Principal Analyst
Data governance is a subject that comes up in our conversations with institutions every day. Many institutions suffer from the effects of issues like data silos, varying data definitions for similar fields, inconsistent data access criteria and processes, and poor data quality. In this blog post, we’ll discuss some ways to get started with data governance without overcomplicating it.
How can you mobilize your data experts to solve your institution’s biggest problems without the need for torturous committee meetings? Organization and process are necessary, but hours-long discussions involving large committees to solve seemingly insubstantial problems are not an answer any institution should spend time on. Bring your data governance into focus around solving specific problems and building functional process frameworks for faster results.
Finding existing data experts from across departments, functions, and job titles and then gathering them into a virtual team may be the most important first step. These critical people already hold many of the answers to data problems that exist in your institution. They may have no authority to fix some things outside their own areas, but they often use informal networks to get things done. Find the existing data expert network at your institution and use it to begin your journey.
Defining roles and basic rules of engagement using traditional data governance roles (data steward, data manager, etc.) can help each player on the team know how they can leverage their experience to improve the data environment. This may involve giving up perceived power to gain team power, but it is critical to ensure that decisions are made by the right people at your institution. You will not need senior leadership to weigh in often, but you should involve them when decisions have an institution-wide impact.
As a wise colleague once taught me, “If you are not solving a real problem, you are irrelevant.” Using a real data problem to prove that data governance techniques are relevant is a powerful way to build momentum. If your data experts have defined roles, they will know what is in bounds and out of bounds, and where to escalate a problem when they can’t resolve it on their own. They can also leverage the data expert community to help them figure out the solution together and learn sustainable processes from the experience. Use real problems opportunistically to build capabilities, processes, and, most important of all, trust.
Early data governance efforts can be managed without commercial tools or with simple tools. When your efforts have gained enough steam, tools will make more sense, and sufficient momentum, requirements, funding, and staffing needed to make tools successful will be easier to find.
Complexity will kill an early data governance process. Large committee meetings, complex process requirements, and general roadblocks to problem-solving can doom a movement to fail. Stay as lean as possible for as long as possible while slowly increasing the specificity of the processes and data collection to suit the work.

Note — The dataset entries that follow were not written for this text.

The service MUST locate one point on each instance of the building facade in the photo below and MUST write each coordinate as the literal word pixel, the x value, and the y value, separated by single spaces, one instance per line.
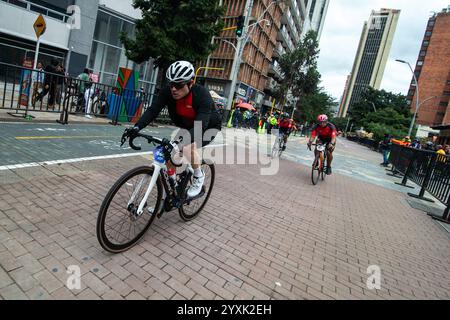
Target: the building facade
pixel 433 73
pixel 281 27
pixel 371 57
pixel 93 44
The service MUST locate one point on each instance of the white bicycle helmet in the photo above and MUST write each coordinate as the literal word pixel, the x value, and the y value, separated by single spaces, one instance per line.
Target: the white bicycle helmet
pixel 180 71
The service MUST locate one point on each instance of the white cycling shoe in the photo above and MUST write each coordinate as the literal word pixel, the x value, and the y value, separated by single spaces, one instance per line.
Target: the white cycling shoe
pixel 196 187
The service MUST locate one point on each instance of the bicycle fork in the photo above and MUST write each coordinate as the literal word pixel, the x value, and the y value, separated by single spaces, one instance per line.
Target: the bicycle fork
pixel 153 181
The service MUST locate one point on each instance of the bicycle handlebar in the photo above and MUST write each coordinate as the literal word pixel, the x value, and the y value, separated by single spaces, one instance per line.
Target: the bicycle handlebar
pixel 170 147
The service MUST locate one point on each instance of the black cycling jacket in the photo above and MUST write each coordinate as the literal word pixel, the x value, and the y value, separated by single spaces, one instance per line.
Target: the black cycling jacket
pixel 202 103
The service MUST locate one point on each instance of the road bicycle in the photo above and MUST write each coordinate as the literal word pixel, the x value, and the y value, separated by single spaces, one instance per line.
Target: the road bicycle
pixel 147 192
pixel 319 167
pixel 279 146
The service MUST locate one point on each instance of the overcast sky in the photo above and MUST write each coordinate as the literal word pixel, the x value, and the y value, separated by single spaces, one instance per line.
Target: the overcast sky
pixel 342 31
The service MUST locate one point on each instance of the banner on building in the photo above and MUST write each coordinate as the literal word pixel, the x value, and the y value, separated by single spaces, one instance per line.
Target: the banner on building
pixel 126 105
pixel 25 83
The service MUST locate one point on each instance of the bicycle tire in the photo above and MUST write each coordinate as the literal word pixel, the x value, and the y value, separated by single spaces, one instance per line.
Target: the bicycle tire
pixel 315 173
pixel 184 215
pixel 102 235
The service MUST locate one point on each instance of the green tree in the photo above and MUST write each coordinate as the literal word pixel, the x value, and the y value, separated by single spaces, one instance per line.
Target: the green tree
pixel 299 69
pixel 174 30
pixel 340 123
pixel 371 100
pixel 315 103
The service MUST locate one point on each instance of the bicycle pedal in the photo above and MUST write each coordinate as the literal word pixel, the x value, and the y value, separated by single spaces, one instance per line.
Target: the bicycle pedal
pixel 200 195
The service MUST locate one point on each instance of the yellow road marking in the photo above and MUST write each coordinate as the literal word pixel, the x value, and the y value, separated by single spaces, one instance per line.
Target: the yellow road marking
pixel 62 137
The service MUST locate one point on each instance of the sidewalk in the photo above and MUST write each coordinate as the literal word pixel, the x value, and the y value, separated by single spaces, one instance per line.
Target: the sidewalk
pixel 273 237
pixel 48 117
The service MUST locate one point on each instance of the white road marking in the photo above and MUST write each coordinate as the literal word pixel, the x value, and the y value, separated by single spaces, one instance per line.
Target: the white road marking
pixel 56 162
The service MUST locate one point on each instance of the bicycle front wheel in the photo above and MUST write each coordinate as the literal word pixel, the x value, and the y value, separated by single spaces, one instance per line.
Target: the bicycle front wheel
pixel 276 150
pixel 191 209
pixel 315 173
pixel 119 227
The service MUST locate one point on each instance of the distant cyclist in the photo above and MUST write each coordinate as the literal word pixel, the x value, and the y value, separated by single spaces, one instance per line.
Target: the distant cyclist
pixel 326 132
pixel 286 126
pixel 187 103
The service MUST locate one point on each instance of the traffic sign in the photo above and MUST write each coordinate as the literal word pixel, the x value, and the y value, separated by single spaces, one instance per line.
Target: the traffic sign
pixel 40 26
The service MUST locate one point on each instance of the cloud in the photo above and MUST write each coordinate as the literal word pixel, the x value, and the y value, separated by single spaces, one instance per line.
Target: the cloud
pixel 342 32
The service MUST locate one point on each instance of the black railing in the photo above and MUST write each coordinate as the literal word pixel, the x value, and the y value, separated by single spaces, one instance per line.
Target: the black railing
pixel 23 90
pixel 429 170
pixel 372 144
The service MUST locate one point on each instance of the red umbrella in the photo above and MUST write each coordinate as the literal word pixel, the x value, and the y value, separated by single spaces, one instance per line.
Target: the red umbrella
pixel 247 106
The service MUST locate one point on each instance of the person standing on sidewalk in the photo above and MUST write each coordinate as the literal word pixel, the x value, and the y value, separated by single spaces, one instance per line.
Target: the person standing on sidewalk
pixel 38 78
pixel 385 147
pixel 49 84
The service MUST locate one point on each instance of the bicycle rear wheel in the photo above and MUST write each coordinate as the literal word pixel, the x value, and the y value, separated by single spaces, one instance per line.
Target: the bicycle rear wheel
pixel 276 150
pixel 315 173
pixel 192 209
pixel 118 226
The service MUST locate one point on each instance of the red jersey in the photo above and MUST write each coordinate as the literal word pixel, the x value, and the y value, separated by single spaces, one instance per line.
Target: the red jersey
pixel 286 124
pixel 329 132
pixel 185 109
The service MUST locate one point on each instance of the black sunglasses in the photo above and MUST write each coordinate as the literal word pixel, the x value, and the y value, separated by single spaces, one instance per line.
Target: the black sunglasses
pixel 177 85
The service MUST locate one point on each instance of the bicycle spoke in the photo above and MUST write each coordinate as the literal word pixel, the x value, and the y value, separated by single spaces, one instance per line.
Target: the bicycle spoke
pixel 120 225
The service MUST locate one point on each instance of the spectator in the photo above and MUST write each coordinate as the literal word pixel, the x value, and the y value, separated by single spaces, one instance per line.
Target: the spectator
pixel 407 141
pixel 385 147
pixel 237 118
pixel 38 78
pixel 83 83
pixel 442 156
pixel 416 144
pixel 59 83
pixel 447 149
pixel 49 84
pixel 440 150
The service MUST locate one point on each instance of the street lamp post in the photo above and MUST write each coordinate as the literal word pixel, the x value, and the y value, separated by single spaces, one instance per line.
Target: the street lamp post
pixel 411 127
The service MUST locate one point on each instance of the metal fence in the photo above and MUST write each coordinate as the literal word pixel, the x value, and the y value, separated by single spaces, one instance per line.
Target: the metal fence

Chief information officers manage systems and data, but institutional leaders and users control the data itself. IT leaders are often the facilitators of data governance conversations, mainly because of a lack of cross-institution conversation and coordination of data definitions, integration, and quality. To make the best data decisions, focus on the leaders of the areas that most closely control that data.
Many campus leaders are frustrated by their inability to get trusted data and analytics to help their students, faculty, and staff make decisions that will move their institution forward. Data governance is a critical practice for ensuring that data is accessible by the right people, is of high quality, and is consistently defined. Governance efforts can be started with small, focused efforts and later expand to enterprise efforts. Starting small and proving value can create momentum and results that can bring broad institutional benefits.